On being ghetto fabulous

Being fashionably ghetto fab these days is all about relating. Relating to the streets, to the hard knock life, to the college dropout. And fashion takes that relating into the world of retail, where what you wear is more important than who you are, and what you’re wearing declares that you’re down. When being fabulous means being ghetto, the fashion world once again co-opts culture, first from hip-hop, then Asian culture, then Latino culture, to co-opting what it means to be poor.

Fashion takes the creativity and ingenuity that comes from being poor and uses it for its own means. When J. Lo was riding on the six, what do you think she was wearing? Not the fur-soaked line of clothing she’s peddlin’ these days. But today’s underprivileged young girl is now expected to outdo herself — she’s the fashion icon who’s flat broke. She’s expected to show us the way to ghetto fabulousness. And how? By scraping together the scarce funds for a Fetish skirt, a Baby Phat top, or a pair of AKADEMIKS jeans. And for what?
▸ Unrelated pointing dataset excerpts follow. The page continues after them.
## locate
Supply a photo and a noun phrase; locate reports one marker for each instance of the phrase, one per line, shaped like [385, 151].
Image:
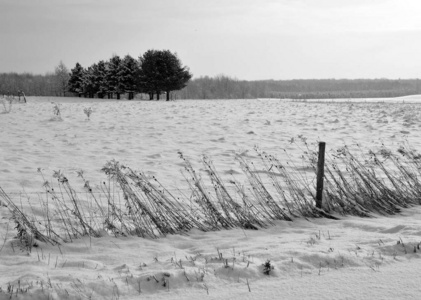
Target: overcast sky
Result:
[246, 39]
To look like what she already is — to look like she’s from the streets.

But dropping a couple of fiddies for a piece of mass-manufactured clothing to look like you know the ghetto life is not only counterintuitive, it’s counter-creative. Growing up poor involves creativity that comes from NOT having, not from buying a carefully crafted image of what “being ghetto” is supposed to look like, courtesy of a coddled celebrity.

But that’s not the message in fashion. Fashion takes what it likes and maligns and terrorizes it into submission until any meaning of culture is gone. Putting Buddha on a t-shirt does not a Zen master make. Taking a spiritual figure revered by millions, whose wisdom has been studied and time-tested for thousands of years, and reducing him to a fashion statement? Or turning the sounds of frustration and inevitability of hip-hop into a quest for mo’ bling, mo’ money, mo’ designer labels that a kid from the street can’t afford?

It’s good to look poor is fashion’s message, just as long as you’re not. Otherwise, how’re you supposed to buy all the brand-name crap they’re selling?

They say people in fashion are creative. Yet just as everything and everyone else, ideas have to come from somewhere. And drawing upon the resourcefulness and inventiveness of kids living in poverty to make a fashion statement isn’t very original. And it sure as hell ain’t ghetto fabulous.